Aber um sinnvoll zu vergleichen, solltest Du schon gleiche Blatt/Ritzel Übersetzung heranziehen sonst ist der Vergleich hinfällig.


----------



## Rhombus (14. April 2010)

Ne ne, der hat Unrecht!

Ich habe an der Rohloff 34/13 und an der Alf 32/18

Das heißt, das bei der Rohloff der Dritte mit 0,941538461 übersetzt ist.
                das bei der Alfine der Erste mit    0,936888888 übersetzt ist.
Das sind jeweils die Verhältnisse von Kurbelumdrehungen zu Radumdrehungen.

Meine Rechnung stimmt!!!

Mein Vergleich, dass der Erste der Alf ungefähr der Dritte der Rohloff ist, stimmt absolut!

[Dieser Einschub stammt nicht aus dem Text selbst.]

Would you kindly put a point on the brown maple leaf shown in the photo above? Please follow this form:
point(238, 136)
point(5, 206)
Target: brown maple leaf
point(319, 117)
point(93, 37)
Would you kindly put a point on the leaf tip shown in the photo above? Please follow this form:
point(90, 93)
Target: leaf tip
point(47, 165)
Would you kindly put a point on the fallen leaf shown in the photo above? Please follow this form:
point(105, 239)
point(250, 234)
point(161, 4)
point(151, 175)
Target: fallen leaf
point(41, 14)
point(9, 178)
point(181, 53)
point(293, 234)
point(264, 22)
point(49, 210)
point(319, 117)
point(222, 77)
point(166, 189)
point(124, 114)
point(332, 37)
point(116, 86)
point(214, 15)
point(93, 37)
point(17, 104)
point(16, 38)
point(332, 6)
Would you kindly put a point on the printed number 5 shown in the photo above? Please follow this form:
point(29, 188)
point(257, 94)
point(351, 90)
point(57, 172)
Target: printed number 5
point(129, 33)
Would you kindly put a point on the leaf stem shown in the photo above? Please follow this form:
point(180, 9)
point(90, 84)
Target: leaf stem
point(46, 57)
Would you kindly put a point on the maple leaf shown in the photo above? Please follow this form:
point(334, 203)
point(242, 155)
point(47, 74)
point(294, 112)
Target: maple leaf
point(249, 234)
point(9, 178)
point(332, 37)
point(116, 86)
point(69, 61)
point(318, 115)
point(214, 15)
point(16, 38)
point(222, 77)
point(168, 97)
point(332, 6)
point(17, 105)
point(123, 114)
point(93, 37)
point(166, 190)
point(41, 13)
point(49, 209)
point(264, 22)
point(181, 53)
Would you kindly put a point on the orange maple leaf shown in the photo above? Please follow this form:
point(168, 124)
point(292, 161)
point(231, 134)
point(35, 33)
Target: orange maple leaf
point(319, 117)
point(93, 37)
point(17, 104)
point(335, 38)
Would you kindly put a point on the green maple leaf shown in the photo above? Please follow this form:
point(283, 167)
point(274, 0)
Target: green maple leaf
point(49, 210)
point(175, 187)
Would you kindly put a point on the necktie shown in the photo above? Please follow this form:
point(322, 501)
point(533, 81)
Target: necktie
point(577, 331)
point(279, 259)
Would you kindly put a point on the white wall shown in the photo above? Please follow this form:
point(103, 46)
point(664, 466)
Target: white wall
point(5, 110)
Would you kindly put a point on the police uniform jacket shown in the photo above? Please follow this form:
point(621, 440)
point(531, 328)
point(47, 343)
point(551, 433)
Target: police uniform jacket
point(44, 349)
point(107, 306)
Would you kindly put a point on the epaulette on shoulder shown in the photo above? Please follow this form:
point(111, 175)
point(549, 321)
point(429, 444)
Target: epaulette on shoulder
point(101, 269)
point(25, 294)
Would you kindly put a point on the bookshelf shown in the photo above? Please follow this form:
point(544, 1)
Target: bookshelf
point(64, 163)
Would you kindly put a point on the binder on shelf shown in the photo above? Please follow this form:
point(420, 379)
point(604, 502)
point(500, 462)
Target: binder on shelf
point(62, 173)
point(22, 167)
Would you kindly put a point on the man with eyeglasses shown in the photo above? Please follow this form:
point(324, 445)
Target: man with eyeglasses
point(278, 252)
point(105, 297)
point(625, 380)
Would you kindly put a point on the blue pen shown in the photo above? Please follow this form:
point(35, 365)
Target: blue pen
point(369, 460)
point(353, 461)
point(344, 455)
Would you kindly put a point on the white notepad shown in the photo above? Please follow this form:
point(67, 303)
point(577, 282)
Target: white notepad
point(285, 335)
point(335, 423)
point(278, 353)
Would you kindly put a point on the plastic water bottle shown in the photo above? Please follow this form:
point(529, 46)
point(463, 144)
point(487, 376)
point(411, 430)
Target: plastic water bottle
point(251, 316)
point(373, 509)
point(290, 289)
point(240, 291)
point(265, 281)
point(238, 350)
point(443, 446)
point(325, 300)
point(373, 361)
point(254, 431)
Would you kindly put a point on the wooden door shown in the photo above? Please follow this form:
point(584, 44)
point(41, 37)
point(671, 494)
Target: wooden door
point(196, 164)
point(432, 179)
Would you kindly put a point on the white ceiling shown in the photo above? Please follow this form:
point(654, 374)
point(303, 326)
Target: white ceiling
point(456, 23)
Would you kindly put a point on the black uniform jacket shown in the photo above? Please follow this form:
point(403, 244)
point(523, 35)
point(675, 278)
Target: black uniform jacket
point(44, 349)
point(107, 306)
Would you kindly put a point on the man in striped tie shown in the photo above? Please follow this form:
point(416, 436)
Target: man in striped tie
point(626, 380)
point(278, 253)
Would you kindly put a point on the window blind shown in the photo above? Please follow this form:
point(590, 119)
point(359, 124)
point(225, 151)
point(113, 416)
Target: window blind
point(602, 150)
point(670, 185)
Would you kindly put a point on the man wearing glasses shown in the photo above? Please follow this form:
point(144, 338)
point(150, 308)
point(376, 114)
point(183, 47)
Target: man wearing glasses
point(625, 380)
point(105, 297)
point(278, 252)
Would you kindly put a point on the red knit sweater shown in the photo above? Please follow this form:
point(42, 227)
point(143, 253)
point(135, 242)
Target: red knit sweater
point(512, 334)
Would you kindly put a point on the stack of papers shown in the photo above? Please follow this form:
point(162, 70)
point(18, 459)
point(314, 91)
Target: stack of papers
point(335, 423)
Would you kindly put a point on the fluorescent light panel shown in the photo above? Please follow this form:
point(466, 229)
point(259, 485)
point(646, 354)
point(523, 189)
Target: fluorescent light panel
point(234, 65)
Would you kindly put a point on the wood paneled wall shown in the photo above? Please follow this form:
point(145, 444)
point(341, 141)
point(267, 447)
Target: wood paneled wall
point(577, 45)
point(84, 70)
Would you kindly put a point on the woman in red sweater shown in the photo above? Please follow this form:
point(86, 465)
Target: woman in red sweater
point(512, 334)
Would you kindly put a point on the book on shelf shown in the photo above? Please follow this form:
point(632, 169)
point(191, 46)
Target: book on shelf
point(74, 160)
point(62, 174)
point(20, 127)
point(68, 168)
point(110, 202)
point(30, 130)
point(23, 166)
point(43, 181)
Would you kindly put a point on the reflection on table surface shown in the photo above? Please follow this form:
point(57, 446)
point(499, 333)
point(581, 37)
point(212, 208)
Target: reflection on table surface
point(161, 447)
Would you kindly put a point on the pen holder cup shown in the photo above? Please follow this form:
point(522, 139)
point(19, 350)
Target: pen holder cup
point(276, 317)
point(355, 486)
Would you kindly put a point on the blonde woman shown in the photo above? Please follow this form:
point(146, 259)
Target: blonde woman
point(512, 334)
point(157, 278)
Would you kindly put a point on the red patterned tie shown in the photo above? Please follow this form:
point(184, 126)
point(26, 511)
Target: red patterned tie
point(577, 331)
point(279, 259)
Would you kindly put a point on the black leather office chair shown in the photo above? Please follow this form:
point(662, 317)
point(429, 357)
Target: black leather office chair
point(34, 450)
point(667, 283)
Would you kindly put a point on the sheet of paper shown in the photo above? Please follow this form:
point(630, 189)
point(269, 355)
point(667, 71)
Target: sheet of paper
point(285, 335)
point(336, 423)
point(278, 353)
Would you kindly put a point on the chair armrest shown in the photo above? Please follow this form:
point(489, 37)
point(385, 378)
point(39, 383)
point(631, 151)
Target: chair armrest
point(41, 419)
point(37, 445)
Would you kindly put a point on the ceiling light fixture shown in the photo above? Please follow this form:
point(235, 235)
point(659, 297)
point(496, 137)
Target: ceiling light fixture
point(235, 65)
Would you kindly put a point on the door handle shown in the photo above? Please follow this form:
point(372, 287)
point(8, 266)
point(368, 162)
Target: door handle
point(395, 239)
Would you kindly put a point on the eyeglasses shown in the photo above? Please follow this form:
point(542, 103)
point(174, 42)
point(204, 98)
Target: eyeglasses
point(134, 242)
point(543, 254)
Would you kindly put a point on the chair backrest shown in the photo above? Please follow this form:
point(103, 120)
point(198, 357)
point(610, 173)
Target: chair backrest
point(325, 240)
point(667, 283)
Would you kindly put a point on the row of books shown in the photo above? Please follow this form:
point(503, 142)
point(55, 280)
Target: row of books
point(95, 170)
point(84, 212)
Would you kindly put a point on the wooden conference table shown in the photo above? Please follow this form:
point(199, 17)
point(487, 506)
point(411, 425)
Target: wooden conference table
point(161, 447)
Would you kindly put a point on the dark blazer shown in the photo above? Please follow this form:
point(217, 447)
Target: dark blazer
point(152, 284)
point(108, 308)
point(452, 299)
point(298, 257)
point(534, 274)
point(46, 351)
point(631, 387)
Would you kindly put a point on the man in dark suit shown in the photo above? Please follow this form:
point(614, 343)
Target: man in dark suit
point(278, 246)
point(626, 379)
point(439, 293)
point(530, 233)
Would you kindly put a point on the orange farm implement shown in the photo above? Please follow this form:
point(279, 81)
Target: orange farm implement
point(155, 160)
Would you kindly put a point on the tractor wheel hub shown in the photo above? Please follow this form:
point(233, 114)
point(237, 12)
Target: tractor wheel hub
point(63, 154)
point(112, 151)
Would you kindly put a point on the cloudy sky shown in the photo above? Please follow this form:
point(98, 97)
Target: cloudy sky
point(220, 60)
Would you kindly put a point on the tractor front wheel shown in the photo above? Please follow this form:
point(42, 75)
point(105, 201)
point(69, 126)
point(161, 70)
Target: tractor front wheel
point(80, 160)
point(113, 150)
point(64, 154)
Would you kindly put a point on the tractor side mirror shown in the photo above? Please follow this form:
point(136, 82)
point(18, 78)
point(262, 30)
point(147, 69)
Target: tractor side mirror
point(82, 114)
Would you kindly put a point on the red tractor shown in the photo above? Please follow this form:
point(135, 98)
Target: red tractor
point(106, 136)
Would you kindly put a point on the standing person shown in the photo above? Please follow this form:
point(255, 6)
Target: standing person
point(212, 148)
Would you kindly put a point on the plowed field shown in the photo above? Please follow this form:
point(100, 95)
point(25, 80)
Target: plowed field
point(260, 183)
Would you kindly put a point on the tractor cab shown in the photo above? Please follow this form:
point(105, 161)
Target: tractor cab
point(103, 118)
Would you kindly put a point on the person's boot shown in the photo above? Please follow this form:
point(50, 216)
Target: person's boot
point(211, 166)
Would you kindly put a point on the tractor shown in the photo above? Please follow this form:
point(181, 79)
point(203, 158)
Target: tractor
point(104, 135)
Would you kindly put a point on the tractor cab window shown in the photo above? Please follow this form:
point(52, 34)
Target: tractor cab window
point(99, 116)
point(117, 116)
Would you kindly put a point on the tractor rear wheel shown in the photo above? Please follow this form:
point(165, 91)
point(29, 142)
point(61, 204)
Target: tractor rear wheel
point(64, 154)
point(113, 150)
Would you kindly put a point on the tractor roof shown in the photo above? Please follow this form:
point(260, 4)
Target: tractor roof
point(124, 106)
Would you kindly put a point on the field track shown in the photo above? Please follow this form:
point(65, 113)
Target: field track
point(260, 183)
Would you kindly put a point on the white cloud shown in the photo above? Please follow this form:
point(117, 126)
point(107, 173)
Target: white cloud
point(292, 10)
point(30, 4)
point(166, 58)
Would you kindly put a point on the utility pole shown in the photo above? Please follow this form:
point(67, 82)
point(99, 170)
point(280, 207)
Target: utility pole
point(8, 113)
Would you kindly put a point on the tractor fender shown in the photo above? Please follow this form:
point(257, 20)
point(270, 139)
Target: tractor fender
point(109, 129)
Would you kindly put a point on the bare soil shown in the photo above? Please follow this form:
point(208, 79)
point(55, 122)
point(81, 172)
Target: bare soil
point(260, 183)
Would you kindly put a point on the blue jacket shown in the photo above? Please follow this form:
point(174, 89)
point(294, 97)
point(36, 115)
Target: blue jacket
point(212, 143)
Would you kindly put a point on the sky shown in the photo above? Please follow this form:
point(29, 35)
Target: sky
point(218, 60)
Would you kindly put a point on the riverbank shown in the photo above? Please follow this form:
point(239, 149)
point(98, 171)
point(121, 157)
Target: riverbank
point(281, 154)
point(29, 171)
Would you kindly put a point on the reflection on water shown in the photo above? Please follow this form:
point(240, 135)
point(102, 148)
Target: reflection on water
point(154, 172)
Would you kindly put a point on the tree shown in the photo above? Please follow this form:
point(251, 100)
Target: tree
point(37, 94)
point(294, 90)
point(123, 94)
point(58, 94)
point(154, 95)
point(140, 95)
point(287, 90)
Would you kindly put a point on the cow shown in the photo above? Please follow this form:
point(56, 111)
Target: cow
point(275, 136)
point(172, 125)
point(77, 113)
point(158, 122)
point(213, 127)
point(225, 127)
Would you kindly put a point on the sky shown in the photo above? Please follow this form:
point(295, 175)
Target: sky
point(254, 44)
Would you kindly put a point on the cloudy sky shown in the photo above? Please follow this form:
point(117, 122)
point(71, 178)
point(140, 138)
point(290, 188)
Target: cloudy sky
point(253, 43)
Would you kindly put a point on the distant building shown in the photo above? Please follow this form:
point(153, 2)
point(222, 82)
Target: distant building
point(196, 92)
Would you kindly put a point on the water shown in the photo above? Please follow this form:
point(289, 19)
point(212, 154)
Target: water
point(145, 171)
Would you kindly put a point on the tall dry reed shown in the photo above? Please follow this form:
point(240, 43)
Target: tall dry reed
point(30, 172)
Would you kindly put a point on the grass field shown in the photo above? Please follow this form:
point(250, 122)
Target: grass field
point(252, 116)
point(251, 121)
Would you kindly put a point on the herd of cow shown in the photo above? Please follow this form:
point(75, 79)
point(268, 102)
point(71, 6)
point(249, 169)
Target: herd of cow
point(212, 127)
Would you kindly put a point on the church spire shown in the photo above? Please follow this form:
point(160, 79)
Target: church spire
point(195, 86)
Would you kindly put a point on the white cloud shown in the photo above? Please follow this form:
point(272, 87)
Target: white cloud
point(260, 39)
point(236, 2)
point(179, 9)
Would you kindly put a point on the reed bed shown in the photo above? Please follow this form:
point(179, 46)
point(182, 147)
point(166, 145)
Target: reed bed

Aber was ich an der Alfine habe, geht den ja eigentlich garnichts an! Der soll mir sagen, warum die Rohloff so dermaßen schwer läuft und die Surrenden Geräusche in fast jedem Gang auftreten.

Mehr will ich garnicht wissen! Und wenn er sagt, da kann nichts kaputt sein, dann wird die Rohloff verkauft!

Ich bin mir sicher, das irgendwas mit der Nabe nicht stimmt!


----------



## Olle Jolze (14. April 2010)

Ok das mag sein.
Ging mir nur darum, das Du ohne deine Ritzel/Kettenblattüb. anzugeben, die Aussage; 1. Gang Alfine = 3. Gang Rohloff getroffen hattest.


----------



## Rhombus (14. April 2010)

So, nun hab ich nochmals mit den Jungs von Rohloff gesprochen. Ich soll jetzt mein Rad zur örtlichen Rohloff-Vertretung bringen. Da wirds dann gecheckt. Sollten die nichts feststellen können (wovon ich leider ausgehe), wird das Hinterrad zu Rohloff eingeschickt.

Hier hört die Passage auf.